Glass Lewis typically hands out failing grades where its analysis indicates that executives are paid too much for poor performances. It arrives at a grade using a two-pronged analysis: a quantitative pay for performance analysis and a qualitative assessment. The quantitative model looks at one-, two-, and three-year weighted averages for total stockholder return (TSR), earnings per share (EPS) growth, change in operating cash flow, return on assets (ROA), and return on equity (ROE), as well as three-year pay compared to a company’s peers.
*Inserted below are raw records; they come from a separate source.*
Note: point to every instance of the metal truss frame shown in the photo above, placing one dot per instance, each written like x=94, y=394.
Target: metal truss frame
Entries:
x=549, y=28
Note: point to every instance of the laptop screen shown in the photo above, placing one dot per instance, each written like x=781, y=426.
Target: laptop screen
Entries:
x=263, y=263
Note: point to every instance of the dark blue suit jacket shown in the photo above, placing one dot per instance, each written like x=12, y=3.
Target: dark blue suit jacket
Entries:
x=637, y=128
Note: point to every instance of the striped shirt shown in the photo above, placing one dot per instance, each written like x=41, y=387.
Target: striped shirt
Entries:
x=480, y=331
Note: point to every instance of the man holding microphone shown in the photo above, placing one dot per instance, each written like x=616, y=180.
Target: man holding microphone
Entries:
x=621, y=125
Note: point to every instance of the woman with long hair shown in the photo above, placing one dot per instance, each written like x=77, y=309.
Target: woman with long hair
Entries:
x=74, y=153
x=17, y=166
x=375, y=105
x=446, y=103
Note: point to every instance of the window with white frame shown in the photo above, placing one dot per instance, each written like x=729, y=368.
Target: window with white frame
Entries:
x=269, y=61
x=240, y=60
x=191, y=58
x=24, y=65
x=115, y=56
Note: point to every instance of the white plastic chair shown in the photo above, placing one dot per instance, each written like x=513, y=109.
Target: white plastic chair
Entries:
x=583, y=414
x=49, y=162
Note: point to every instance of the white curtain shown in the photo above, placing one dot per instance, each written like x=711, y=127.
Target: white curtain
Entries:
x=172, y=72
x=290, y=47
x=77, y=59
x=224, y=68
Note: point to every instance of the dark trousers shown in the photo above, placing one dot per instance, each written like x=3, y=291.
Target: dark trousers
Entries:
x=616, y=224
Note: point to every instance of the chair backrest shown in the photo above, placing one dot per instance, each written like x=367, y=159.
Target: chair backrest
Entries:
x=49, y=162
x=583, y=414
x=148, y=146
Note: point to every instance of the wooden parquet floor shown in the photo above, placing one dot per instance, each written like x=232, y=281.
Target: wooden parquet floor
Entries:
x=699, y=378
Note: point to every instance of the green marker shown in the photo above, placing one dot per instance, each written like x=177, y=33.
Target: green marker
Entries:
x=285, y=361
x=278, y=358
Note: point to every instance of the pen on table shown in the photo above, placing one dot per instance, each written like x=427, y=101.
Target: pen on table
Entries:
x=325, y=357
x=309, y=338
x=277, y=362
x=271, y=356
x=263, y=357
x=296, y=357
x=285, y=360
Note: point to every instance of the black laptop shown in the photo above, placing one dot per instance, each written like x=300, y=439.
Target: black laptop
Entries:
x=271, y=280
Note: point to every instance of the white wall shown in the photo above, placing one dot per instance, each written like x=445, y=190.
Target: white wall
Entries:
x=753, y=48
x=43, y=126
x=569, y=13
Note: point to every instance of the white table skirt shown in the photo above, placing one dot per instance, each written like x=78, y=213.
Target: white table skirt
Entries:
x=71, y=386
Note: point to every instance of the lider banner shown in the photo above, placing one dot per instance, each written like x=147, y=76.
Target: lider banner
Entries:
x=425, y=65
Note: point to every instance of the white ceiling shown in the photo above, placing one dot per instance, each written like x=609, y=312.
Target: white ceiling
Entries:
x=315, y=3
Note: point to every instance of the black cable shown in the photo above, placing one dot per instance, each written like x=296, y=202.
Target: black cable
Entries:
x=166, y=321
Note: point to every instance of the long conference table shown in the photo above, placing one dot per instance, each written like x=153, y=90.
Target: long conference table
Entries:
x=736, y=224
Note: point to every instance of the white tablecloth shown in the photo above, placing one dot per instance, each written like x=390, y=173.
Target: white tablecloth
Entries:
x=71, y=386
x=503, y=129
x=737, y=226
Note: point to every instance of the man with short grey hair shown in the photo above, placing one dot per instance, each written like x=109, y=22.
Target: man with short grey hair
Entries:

Robert McCormick, Glass Lewis’ chief policy officer, said that even where a company had received a failing pay grade, the qualitative assessment allows him to determine whether a company was making improvements to its pay package, and, if it is, they would not recommend a vote against pay. In the case of the banks there was a wide amount of discretion afforded to the board to determine incentive payments, McCormick said. Even here, he added, if the figures had shown there was a good link to performance, the banks would not necessarily be penalized. Unfortunately, this pay-performance link was lacking at the banks, he added.
In response to the Glass Lewis report, Morgan Stanley mounted a defense of its performance. In a filing with the SEC it argued that Glass Lewis had not excluded “accounting losses or gains attributed to changes in the value of its own debt,” so-called debt-value adjustments, or DVA. McCormick told me that this was not true, and that they had excluded the effects of DVA for all the banks, because it had a distorting effect.
Many commentators believe that excessive executive pay was one of the main contributors to the financial crisis, and with Wall Street pay on the rise again, shareholders, till smarting from massive losses seen in their investments in 2007 and 2008, may decide to vote against say on pay in order to bring banks to heel again.
Activist pension funds that might have been expected to vote against excessive pay plans have yet to decide on the bank votes. CalPERS said that the votes were under review and would likely not be decided before the final deadline for each bank. Florida’s State Board of Administration has also not made a final determination. (Florida recently voted against Coca-Cola’s controversial stock-compensation program.)
Clearly, careful consideration is being given to these recommendations, but it is leading to a nail-biting finish.